Up to now I considered a system in overload, i.e., that more jobs arrive than can be served. Like this, it is simple to see the benefits of CONWIP. What happens in the more natural situation, in which the stations have slightly higher capacity than the rate at which jobs arrive.

n = 200
a0 = poisson.rvs(8.5, size = n)
C1 = poisson.rvs(10, size = n)
C2 = poisson.rvs(9, size = n)

d2, Q0, Q1, Q2 = simulator(a0, C1, C2, W)

plt.plot(Q0, label="Q0")
plt.plot(Q1, label="Q1")
plt.plot(Q2, label="Q2")
plt.plot(Q1+Q2, label="Q1+Q2")
plt.legend(loc=2)
../../_images/conwip_figure8_1.png

This is interesting: in periods of high load, the queue at the orderbook builds up, and in such periods nearly all jobs on the floor build up at the queue in front of station 2. Thus, we see the behavior we like to see.

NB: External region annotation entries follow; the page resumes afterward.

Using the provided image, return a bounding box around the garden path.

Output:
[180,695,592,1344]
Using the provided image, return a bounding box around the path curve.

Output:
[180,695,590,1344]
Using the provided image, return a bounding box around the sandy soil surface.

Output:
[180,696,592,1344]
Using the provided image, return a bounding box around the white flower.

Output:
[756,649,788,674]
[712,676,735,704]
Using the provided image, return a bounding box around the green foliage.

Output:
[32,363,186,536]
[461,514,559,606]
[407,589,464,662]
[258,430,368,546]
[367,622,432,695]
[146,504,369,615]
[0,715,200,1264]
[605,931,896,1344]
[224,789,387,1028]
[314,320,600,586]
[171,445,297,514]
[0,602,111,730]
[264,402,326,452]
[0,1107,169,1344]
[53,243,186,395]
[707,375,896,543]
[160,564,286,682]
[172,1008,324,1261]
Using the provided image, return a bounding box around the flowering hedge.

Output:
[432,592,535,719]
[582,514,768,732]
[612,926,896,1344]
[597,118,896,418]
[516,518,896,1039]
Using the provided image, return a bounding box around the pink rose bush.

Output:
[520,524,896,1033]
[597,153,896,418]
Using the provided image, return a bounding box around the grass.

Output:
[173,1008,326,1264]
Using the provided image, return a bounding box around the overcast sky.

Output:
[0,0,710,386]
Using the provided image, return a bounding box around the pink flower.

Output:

Investing in non-bottleneck capacity

One of the interesting claims in Chapter 10 of Factory Physics is that it may be advantageous to invest in increasing the capacity of non-bottleneck stations. Of course, if extending non-bottleneck capacity is just as expensive as bottleneck capacity, it is best to increase the capacity of the bottleneck. If, however, non-bottleneck capacity is much cheaper, it may pay off to invest in non-bottlenecks. Even though some people may have doubts about this, the simulations below show this point clearly.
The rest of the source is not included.